The figure shows mean ± SEM of fluorescence intensity as lysine blockade in the presence of AG and PHL (n = 3). The data shows the insignificant alterations in fluorescence intensity in both standard as well as test drug.

Fig 9. Binding interaction of Phloroglucinol with different residues of BSA.

The computational demonstrated interaction of PHL with the GLY, HIS, ILE, LYS, PHE, TRP and VAL residues of BSA.

Fig 10. Effect of Phloroglucinol on carbonyl entrapping assay using HPLC.

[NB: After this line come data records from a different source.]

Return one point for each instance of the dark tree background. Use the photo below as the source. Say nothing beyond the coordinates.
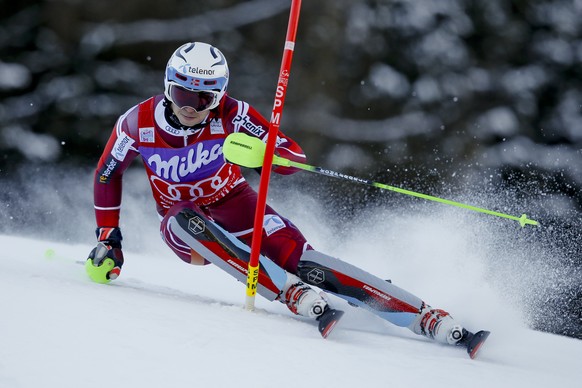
(431, 95)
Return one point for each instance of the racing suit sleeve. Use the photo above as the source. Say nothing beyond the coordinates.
(107, 185)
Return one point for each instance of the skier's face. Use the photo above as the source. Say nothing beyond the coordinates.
(188, 116)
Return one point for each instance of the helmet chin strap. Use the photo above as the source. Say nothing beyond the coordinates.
(175, 122)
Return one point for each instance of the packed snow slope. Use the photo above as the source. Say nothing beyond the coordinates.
(164, 323)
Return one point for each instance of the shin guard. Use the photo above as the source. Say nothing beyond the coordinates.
(359, 288)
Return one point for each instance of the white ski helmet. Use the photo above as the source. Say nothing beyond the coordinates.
(196, 76)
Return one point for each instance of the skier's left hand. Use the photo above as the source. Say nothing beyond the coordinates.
(106, 259)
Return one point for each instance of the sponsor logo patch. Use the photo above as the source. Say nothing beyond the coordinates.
(122, 146)
(316, 276)
(272, 223)
(241, 121)
(216, 127)
(109, 168)
(147, 135)
(196, 225)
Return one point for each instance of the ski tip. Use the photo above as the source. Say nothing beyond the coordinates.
(328, 320)
(476, 342)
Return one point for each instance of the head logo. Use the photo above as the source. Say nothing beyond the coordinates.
(196, 225)
(316, 276)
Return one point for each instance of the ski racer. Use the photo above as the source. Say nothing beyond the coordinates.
(179, 136)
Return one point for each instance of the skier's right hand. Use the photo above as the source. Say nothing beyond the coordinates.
(106, 259)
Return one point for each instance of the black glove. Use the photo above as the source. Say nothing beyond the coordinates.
(106, 259)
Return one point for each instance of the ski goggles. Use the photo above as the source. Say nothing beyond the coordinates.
(198, 101)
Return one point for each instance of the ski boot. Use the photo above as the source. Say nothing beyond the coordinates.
(439, 325)
(303, 300)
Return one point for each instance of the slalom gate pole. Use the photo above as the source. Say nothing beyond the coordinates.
(281, 91)
(248, 151)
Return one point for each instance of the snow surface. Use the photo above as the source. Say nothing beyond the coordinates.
(166, 324)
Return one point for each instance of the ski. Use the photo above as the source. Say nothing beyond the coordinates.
(473, 342)
(328, 320)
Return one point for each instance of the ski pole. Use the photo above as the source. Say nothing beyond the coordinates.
(248, 151)
(268, 153)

The figure depicts the representative chromatograms of carbonyl entrapping assay in the presence of AG and PHL. The 2-MQ peak was found in the negative control group, while it was significantly reduced following AG and PHL treatments. The percent change following AG treatment was found to 52% whereas in case of PHL, the dose dependent increase in percent inhibitions were [(0.5mM (92%), 1mM (94%), 2mM (97%)] respectively.